European Commission sets out new road for biofuels
The EC will limit the consumption of biofuels due to competition with food crops and land use
In a move which shocked Europe’s rapidly-expanding biofuels industry, the
European Commission (EC) said in September that it will put a brake on the use of existing biofuels in gasoline and diesel. Driven by concerns about competition with food crops over land-use, the EC is to introduce legislation to limit the consumption of existing biofuels to approximately the present level.
While signalling the end of the rapid growth in production of first-generation biofuels, the move is intended to advance the development of second-generation materials which do not compete with food production. First-generation biofuels are typically ethanol produced from wheat for gasoline, and vegetable oils for diesel. Second-generation biofuels are expected to be produced from wastes – cellulosic materials such as forestry wastes and straw for ethanol, and used cooking oils and animal fats for diesel.
The EC’s plan is to cap the use of first-generation biofuels at 5% of gasoline and diesel – only just above the present level of 4.5%. But the requirement under the Renewable Energy Directive for 10% of road transport fuels to come from renewable sources by 2020 is to stay in force.
To promote the development of second-generation biofuels, the EC proposes that their contribution towards the requirement should be quadruple-counted. Accordingly, the 10% target could be met with, say, 5% of first-generation rapeseed biodiesel and 1.25% of second-generation wheat-straw ethanol, although the actual renewable content will be only 6.25%. The EC says all support for the production of first-generation biofuels should end in 2020.
The proposal met with fierce criticism from biofuels producers, many of which have been expanding to meet the expected growth in demand, and from farmers which have benefited from high wheat and rapeseed prices in recent years.

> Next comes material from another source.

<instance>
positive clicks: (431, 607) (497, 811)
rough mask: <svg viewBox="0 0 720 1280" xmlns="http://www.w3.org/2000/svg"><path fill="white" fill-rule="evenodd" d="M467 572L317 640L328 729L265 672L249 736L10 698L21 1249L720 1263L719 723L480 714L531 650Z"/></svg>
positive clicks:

But the – few – companies with the technology to make second-generation biofuels stand to benefit.
Neste claims to be the world’s largest producer of renewable diesel, operating two units each of 190,000 tonnes a year (t/y) capacity at its Porvoo refinery, together with a facility of 800,000 t/y in Singapore and another of the same size at Rotterdam. The firm’s NExBTL technology, based on hydrotreating, can process waste animal and fish fats, although its plants also process non-waste vegetable oils. In September Neste launched a new grade of diesel in Finland, containing a minimum of 15% of NExBTL biodiesel.

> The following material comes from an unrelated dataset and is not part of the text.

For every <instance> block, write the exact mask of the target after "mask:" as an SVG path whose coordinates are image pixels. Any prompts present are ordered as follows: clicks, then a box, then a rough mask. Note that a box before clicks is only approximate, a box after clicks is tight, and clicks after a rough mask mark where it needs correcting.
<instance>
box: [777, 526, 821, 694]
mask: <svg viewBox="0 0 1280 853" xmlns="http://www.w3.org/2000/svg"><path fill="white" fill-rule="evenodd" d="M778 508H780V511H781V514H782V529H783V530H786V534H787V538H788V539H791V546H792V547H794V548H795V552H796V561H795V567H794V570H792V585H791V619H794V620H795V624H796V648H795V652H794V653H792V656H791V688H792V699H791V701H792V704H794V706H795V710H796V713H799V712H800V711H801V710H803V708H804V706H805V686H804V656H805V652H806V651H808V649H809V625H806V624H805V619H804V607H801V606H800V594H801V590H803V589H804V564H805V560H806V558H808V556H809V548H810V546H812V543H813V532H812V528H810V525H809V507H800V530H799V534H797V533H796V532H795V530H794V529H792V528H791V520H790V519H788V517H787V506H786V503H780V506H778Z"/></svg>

But in Germany – Europe’s largest market for biofuels, where they hold a 5.6% share of transport fuels consumption – “current incentives are not sufficient to mobilise the necessary extensive, strategic investments for large-scale use of second-generation biofuels”, according to Shell in September. The company published a study, carried out jointly with academic institutions, which calls for a 10-year launch programme for the new fuels and says they are not marketable without additional subsidies.
Locally-produced biofuels could meet 20% of Germany’s transport fuels demand by 2030, the study said, and as much as 70% of demand by 2050 – when demand will be “massively reduced” by improvements in fuel consumption. But development of the market to that extent will depend on ensuring sustainability and reducing the production costs of advanced biofuels, as well as ensuring that they are compatible with all uses.
At present, most cars and commercial vehicles can only take up to 10% of bioethanol in gasoline or up to 7% of biofuel in diesel. Biodiesel is seen by the study as the main focus for development because demand for diesel, jet-fuel and marine diesel is forecast to rise while Europe is already in deficit.